Syaikh M. Nashiruddin al-Albani dalam bukunya Mukhtasar Shahih Muslim (2016: 376) menulis, dari Abu Hurairah, dia berkata, Rasulullah Saw bersabda, “Janganlah suami yang beriman membenci istri yang beriman, karena apabila suami tidak menyukai suatu perangainya, tentu ada perangai lain yang menyenangkannya.” (HR Muslim)
Islam melarang kebencian, karena itu adalah bagian dari jebakan setan yang dapat menyesatkan manusia dalam kegelapan tak berujung. Apabila terjerumus pada kebencian terhadap istri yang beriman, maka petaka besar akan datang susul-menyusul.
Kalau sudah benci, tidak ada lagi yang benar pada diri seseorang karena yang terlihat hanyalah buruk. Kebencian tidak akan membuat kita mampu berlaku adil. Sebaik apapun istri, akan tampak buruk jika hanya melihat dari kacamata benci.
Kita tidak akan berbuat baik kepada orang yang dibenci, justru terdorong untuk menzaliminya. Kebencian membuat orang tega melakukan perbuatan tidak terpuji, salah satunya merampas hak-hak hidup orang lain. Bayangkan, bagaimana jadinya rumah tangga bila suami berlaku zalim terhadap istri disebabkan kebencian yang membara.
Suami beriman tidak akan benci kepada istrinya yang beriman. Jika istri beriman masih saja dibenci oleh suaminya, maka yang bermasalah justru suaminya itu sendiri. Dia harus segera memperbaiki kualitas imannya.
Mengapa dilarang membenci istri yang beriman?
Secara manusiawi, akan ada saja sifat atau perangai istri yang tidak disukai suami. Mengapa? Karena suka atau tidak suka, itu sifatnya sangat subjektif. Jangan jadikan subjektivitas kita malah menyiksa hak-hak hidup orang lain, termasuk terhadap istri sendiri.
Nabi Muhammad mengingatkan, “Karena apabila suami tidak menyukai suatu perangainya tentu ada perangai lain yang menyenangkannya.”
Jadi, ketika suami merasakan tidak suka tentang suatu perkara pada istrinya, maka perbanyaklah mengingat yang baik-baik atau yang disukai darinya. Ibarat satu genteng bocor yang tidak kita sukai, maka janganlah satu genteng bocor itu membuat kita membenci keseluruhan rumah yang baik-baik saja.
Begitu pun tatkala kita melihat pribadi seorang perempuan beriman. Apabila kita melihat sesuatu sifat, tindakan atau gaya hidupnya yang tidak sesuai dengan selera, maka janganlah hal yang demikian berujung pada kebencian.
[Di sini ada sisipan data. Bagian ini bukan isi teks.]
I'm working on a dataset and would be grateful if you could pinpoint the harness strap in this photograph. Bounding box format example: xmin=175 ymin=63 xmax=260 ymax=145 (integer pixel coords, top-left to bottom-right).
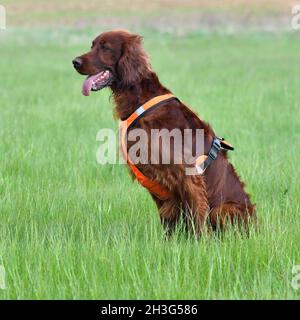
xmin=120 ymin=94 xmax=234 ymax=200
xmin=195 ymin=137 xmax=234 ymax=174
xmin=121 ymin=93 xmax=177 ymax=129
xmin=120 ymin=94 xmax=176 ymax=200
Dengan keimanan yang bertakhta di dadanya, perempuan itu akan berupaya menjauhi segala yang dilarang Allah dan menaati apapun yang diperintahkan-Nya. Selebihnya adalah sisi-sisi manusiawi yang membuatnya bisa saja khilaf. Dan setiap kekhilafan bisa diluruskan kembali.
Aisyah seorang istri yang pencemburu. Suatu ketika istri Nabi yang lain mengantarkan makanan, maka berkobarlah kecemburuan itu sehingga Aisyah memukul nampan dan membuat makanan berserakan di lantai. Kejadian yang demikian mengharukan berlangsung persis di hadapan tamu-tamu Rasulullah.
Namun kejadian itu tidak membuat Nabi Muhammad benci. Jangankan membenci, marah pun beliau tidak tunjukkan. Rasul hanya memberi pengertian kepada para tetamu, “Ibu kalian sedang cemburu.”
Kaum muslimin tidak ada juga yang membenci Aisyah, sebab yang terjadi hanyalah luapan kecemburuan belaka. Dan cemburu adalah normal terjadi kepada siapa saja.
Satu perangai itu tidak membuat Rasulullah membenci, sebab kelebihan Aisyah luar biasa melimpah. Dia perempuan yang cerdas. Aisyah adalah rujukan ilmu pengetahuan bagi kaum muslimin. Aisyah pula yang setia mengepakkan sayap cintanya.
Iman yang kuat adalah modal berharga untuk memperbaiki diri. Tetapi wanita yang beriman bukanlah jaminan dirinya bebas dari kesalahan atau kekhilafan. Cobalah melihat banyak sekali sisi positifnya, sembari kita berupaya dewasa melihat kekurangannya.